Now that I’m an adult, I’m conflicted about snow. I’m starting to realize that if you want the kids to go to school or want to be able to drive to Target, the roads need to be clear or you will inevitably end up upside-down in a ditch somewhere with children burying you in snow.

(Children never stop trying to bury you in snow after a certain age. It’s instinct.)

Fortunately, it’s snowing on a Saturday, which should give the schools ample time to shovel everything up in preparation for Monday. Unfortunately, it’s snowing so heavily at present that the roads aren’t really roads at all, but more like incidental logging trails covered in petroleum jelly. I foolishly tried to drive south to play some board games with friends today, and I drove for 40 minutes at 25 miles an hour on the highway. If you’re doing the math, that means it took me exactly an hour to realize I would be better off back at home with a cup of tea.

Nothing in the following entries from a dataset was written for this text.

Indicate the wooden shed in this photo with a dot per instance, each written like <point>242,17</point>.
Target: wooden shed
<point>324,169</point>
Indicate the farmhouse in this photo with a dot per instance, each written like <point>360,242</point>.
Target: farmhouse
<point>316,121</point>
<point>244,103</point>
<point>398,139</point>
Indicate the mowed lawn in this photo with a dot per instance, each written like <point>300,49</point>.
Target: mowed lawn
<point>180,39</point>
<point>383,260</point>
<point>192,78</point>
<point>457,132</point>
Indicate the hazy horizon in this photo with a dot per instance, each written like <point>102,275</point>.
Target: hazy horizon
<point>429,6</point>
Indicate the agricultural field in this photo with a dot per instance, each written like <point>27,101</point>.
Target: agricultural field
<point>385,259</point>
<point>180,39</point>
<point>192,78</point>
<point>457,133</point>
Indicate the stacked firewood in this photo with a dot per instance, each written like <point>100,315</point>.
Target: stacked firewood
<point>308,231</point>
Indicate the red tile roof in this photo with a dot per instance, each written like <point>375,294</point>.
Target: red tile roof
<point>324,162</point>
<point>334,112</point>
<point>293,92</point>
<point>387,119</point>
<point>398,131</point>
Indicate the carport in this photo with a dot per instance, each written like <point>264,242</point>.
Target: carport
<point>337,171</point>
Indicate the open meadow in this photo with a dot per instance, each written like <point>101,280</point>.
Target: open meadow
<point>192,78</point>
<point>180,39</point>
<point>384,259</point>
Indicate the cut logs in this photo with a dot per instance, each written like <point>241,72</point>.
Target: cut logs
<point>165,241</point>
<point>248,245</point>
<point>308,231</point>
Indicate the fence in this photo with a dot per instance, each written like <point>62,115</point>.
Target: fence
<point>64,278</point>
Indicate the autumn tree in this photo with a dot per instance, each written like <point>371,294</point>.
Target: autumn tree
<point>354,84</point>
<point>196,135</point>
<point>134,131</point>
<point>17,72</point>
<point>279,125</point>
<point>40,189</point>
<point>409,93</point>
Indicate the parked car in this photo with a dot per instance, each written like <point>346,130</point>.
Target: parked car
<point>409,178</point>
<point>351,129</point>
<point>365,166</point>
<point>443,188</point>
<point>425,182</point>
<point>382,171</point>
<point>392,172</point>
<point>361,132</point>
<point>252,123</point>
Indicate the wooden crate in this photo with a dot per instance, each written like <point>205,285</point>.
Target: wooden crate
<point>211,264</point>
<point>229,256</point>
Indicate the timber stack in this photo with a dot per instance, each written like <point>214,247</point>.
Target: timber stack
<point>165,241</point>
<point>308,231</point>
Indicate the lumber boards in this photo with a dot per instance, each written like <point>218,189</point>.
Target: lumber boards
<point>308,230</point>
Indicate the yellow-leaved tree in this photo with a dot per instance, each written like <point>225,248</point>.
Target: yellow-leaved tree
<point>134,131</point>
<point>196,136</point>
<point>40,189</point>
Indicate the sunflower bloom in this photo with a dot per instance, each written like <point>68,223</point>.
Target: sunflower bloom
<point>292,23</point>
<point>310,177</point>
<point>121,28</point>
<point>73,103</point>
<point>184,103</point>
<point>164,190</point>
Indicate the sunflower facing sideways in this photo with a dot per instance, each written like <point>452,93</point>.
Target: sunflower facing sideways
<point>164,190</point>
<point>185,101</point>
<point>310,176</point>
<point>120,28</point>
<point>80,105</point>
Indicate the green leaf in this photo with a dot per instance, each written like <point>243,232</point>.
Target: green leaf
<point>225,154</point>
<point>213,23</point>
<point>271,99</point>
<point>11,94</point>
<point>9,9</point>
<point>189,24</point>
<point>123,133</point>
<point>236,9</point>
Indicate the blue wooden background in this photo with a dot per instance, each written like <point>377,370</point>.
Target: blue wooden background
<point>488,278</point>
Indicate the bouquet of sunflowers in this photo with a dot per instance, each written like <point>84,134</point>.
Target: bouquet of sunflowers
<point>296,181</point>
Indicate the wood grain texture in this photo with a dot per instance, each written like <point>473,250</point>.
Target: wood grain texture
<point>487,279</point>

So now I’m back at home with a cup of tea, listening to the sounds of chaos outside my room, and I’m organizing the Christmas presents from my employers.

Yes, there are enough that they have to be organized.


Bottom left: Box of chocolates that are missing most of the coconut variety already.

My employers are very kind and generous people, and Mrs. Parent in particular loves giving gifts that are thoughtfully tailored to the recipient. I’m not sure they quite understand the all-consuming passion I have for magic, fairy tales, etc., but they really do their best. The purse she was particularly proud of, because she knows I like deep browns and across the chest straps.


My favorite, of course, is the tea.

The peculiar tea set they gave me was composed of one single teabag per type of tea, which is artistic if not very practical, and each tea bag has a little leaf on the end of it for decorative purposes. The covered teacup has a little hole in the top which lets the teabag string through, allowing one to steep their tea without it going cold.


Much like in fancy restaurants, you know the food is too classy for you when there’s so little of it.

Naturally the teacup can be re-purposed to fit regular teabags with enough folding and stuffing.

So now I’m stuck inside the house, but I have my own little oasis, lit by Christmas candles and smelling like chocolates and tea. It’s almost enough to forget that there are three to six boys outside my room, gleefully smacking each other with their new stuffed Pikachus.

I also gave them extreme dot-to-dot books so that they have something that requires sitting quietly for hours at a time. It doesn’t sound like they’re using them.


Don’t tell anyone I’m still playing holiday music. This could be the fourteenth day of Christmas.